A good example is my post yesterday about the gigantic flustercuck that the war in Iraq is fast becoming, drawn largely from analysis by my friend Paul de Armond, aka Warbaby at World in Conflict. The thrust was accurate, but some of my conclusions were way off.
Paul weighs in with a useful corrective today:
- Polycentric Iraqi Nationalism
Anyone grasping for a single convenient handle on the Iraqi resistance is going to have a small piece of a big problem. The resistance movement behind the growing turmoil is a welter of competing and conflicting factions. ...
Saddam Hussein's tyranical Baathist regime was more like a giant organized crime family than a government. What we are now seeing is a transnational gang war for the spoils of Iraq.
Saddam may have planned for a resistance before the invasion, but after setting the juggernaut in motion he is now in hiding. As was the case with his sons, Hussein's big problem right now is staying out of sight.
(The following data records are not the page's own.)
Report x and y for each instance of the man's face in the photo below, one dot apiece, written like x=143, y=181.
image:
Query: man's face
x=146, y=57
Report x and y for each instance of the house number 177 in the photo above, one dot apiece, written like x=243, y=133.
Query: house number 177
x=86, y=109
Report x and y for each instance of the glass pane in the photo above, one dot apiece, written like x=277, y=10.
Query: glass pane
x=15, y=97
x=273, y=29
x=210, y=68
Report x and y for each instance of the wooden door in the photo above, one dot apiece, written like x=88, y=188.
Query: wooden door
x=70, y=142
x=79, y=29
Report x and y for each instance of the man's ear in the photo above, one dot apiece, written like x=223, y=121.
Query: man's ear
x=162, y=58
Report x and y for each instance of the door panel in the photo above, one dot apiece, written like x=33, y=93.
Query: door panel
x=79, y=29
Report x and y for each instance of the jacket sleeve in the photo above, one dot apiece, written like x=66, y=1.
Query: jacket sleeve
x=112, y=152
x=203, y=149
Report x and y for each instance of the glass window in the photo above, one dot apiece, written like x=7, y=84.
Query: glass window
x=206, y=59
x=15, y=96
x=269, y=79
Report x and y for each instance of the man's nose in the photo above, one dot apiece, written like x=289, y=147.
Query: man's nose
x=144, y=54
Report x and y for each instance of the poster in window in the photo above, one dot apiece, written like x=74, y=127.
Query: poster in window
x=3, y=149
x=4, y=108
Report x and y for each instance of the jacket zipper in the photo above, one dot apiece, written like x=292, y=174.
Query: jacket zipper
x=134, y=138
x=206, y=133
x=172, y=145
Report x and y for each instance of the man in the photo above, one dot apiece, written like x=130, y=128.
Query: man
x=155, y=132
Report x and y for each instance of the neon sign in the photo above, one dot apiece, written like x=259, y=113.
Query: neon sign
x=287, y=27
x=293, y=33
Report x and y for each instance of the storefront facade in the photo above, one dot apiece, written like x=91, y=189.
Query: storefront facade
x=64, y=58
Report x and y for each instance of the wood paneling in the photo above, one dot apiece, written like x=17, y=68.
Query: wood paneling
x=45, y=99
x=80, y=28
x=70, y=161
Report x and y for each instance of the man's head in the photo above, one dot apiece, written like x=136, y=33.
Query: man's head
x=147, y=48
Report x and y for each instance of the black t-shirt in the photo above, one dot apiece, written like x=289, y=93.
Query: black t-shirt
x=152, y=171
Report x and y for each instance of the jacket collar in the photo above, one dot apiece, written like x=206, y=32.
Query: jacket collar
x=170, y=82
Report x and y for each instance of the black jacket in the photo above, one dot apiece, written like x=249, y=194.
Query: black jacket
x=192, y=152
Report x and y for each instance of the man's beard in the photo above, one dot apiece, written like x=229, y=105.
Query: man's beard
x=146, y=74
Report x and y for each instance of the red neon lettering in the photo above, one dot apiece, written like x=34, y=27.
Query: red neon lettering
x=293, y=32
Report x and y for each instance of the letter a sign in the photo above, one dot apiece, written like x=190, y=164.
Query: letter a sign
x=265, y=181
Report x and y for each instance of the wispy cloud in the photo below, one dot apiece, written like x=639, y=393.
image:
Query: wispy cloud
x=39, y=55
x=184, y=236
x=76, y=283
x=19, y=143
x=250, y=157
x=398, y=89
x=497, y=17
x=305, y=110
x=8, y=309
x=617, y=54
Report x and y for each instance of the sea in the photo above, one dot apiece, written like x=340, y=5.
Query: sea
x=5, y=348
The notion that he would expose himself to death or capture by serving as centralized command and control node in a resistance network is the least likely of all possible circumstances.
Paul gives a nice rundown of some of the various factions that are now converging on Iraq and our sitting-duck military. It isn't pretty. Go read.
None of this, by the way, negates my suggestion of historic parallels to the First Anglo-Afghan War -- in some ways, it more closely resembles that scenario.
Incidentally, I'm not sure that I agree with Paul that getting out of Iraq summarily may not be "a bad idea." I think it is a bad idea. It's just that the alternatives may be much, much worse.